Artificial Intelligence techniques have progressed immensely over the past few years: many fields of science and engineering can now make use of these techniques. We are very interested in exploring how AI can help our research, and also how physics insights can lead to even more powerful AI algorithms. At this web page, you can learn more about this part of our research.

__ Applications of AI techniques in science and engineering __

We
propose
a method to use articial neural networks to approximate light scattering by multilayer
nanoparticles. We find the network needs to be trained on only a small sampling of the data in order
to approximate the simulation to high precision. Once the neural network is trained, it can simulate
such optical processes orders of magnitude faster than conventional simulations. Furthermore, the
trained neural network can be used solve nanophotonic
inverse design problems by using back-propogation - where the gradient is analytical, not numerical.
This method could be used in many other fields of
computational physics; it would allow us to approximate
physics simulations in fractions of the time. Furthermore,
owing to the robustness of back-propogation, this
method allows us to solve many inverse design problems
without having to manually calculate the inverse equa-
tions. Instead, we simply have to write a simulation for
the forward calculation, and then train the model on it
to easily solve the inverse design.

__ New Hardware for AI __

Almost all computing nowdays is done using electrons. However,
there are a few known algorithms that can be implemented in a
superior way using light (photons). For example, matrix
multiplication can be implemented with light essentially
instantly (at light-speed), and theoretically with zero
energy consumption. Since deep learning algorithms rely so
heavily on matrix multiplication, there is a value proposition
for implementing some of them with photonic (instead of
electronic) hardware. Such
systems
could for certain applications
be substantially faster, consume much less energy, and have
much lower latency.

__ New algorithms for AI __

Using unitary (instead of general) matrices in
artificial neural networks (ANNs) is a promising
way to solve the gradient explosion/vanishing
problem, as well as to enable ANNs to learn
long-term correlations in the data. We
present
an Efficient Unitary Neural
Network (EUNN) architecture that parametrizes the entire
space of unitary matrices in a complete and computationally
efficient way, thereby eliminating the need for
time-consuming unitary subspace-projections.

In another project, we
present
a novel recurrent neural network (RNN) based
model that combines the remembering ability of unitary
RNNs with the ability of gated RNNs to effectively forget
redundant/irrelevant information in its memory. We achieve
this by extending unitary RNNs with a gating mechanism.

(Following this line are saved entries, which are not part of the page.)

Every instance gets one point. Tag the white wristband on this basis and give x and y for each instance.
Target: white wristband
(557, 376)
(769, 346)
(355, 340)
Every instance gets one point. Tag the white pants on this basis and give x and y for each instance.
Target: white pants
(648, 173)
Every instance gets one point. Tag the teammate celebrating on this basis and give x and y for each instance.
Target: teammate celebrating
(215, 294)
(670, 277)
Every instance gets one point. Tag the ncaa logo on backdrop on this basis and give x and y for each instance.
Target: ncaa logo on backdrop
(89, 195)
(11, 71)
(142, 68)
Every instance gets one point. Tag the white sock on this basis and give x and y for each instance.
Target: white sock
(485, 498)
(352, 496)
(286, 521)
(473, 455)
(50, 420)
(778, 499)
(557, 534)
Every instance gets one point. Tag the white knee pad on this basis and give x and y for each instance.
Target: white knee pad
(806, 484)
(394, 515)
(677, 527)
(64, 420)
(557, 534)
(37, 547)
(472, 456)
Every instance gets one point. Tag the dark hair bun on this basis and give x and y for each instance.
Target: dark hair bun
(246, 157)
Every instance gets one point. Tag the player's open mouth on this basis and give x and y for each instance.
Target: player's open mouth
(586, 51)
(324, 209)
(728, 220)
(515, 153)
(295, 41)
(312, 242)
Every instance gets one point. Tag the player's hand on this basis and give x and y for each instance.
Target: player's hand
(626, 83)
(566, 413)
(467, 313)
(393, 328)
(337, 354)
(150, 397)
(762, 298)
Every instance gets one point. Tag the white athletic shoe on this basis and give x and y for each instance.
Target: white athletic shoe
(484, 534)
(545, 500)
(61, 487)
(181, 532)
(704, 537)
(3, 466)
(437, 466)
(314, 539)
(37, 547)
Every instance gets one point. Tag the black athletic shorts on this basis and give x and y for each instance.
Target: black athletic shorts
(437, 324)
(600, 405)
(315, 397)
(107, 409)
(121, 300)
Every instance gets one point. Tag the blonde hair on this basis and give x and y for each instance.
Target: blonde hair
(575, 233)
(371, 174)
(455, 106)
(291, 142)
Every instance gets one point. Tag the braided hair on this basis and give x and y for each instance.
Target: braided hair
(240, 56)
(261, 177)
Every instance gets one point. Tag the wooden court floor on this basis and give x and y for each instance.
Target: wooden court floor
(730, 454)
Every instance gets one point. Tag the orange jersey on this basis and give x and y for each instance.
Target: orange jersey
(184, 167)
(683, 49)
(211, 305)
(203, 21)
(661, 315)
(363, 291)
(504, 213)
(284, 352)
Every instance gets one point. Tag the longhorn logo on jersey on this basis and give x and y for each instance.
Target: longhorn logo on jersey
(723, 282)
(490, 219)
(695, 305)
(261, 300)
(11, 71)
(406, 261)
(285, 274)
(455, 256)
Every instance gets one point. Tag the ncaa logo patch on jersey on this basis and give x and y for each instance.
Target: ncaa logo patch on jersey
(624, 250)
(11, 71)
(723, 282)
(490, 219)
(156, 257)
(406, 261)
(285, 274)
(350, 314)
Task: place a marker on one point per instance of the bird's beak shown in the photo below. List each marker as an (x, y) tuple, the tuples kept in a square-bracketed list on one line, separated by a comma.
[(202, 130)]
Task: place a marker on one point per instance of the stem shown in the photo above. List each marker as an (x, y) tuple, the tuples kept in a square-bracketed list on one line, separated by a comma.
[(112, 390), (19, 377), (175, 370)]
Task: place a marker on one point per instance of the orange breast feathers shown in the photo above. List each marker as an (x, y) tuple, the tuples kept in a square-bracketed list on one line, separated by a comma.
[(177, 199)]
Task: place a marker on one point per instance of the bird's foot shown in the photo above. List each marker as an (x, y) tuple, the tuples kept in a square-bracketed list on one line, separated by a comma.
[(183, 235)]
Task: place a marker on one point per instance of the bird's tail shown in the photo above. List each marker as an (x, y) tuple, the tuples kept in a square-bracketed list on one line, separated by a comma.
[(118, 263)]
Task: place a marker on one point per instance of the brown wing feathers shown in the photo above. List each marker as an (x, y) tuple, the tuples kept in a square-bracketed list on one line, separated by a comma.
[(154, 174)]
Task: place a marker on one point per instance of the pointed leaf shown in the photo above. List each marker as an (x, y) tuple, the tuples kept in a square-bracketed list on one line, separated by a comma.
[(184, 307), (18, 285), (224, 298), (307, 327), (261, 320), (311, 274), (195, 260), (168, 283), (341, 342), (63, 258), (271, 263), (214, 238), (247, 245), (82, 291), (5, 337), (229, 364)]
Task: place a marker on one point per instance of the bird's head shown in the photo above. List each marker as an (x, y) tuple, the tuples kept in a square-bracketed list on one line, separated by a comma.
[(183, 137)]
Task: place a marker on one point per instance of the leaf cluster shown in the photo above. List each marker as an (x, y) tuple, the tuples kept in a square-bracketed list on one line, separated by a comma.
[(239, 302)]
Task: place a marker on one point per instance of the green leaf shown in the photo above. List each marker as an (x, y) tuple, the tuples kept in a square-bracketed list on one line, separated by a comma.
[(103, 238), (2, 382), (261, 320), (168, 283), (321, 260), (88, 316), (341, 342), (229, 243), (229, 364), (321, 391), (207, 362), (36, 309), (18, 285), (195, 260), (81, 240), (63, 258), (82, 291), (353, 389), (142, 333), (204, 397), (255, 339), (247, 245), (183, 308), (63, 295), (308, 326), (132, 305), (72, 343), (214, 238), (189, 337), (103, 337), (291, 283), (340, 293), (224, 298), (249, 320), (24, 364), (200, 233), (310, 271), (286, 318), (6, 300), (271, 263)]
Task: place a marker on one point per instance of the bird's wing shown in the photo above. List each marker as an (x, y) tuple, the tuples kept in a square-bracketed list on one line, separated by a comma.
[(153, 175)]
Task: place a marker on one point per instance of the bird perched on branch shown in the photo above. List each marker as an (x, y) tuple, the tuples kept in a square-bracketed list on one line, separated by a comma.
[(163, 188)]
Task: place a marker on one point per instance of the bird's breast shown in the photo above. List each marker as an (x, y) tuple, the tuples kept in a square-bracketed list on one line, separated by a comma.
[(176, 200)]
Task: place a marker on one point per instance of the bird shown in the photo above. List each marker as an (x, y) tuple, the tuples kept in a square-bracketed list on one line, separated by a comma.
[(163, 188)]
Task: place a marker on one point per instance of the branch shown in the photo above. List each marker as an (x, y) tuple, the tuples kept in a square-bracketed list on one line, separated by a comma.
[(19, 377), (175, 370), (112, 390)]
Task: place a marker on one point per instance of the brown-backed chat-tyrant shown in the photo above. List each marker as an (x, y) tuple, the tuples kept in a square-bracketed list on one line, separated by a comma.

The concepts of unitary evolution matrices and associative memory have boosted
the field of Recurrent Neural Networks (RNN) to state-of-the-art performance in
a variety of sequential tasks. However, RNN still have a limited capacity to manipulate
long-term memory. To bypass this weakness the most successful applications
of RNN use external techniques such as attention mechanisms.
In yet another project,
we propose a novel RNN model that unifies the state-of-the-art approaches:
Rotational Unit of Memory (RUM). The core of RUM is its rotational operation,
which is, naturally, a unitary matrix, providing architectures with the power to
learn long-term dependencies by overcoming the vanishing and exploding gradients
problem. Moreover, the rotational unit also serves as associative memory.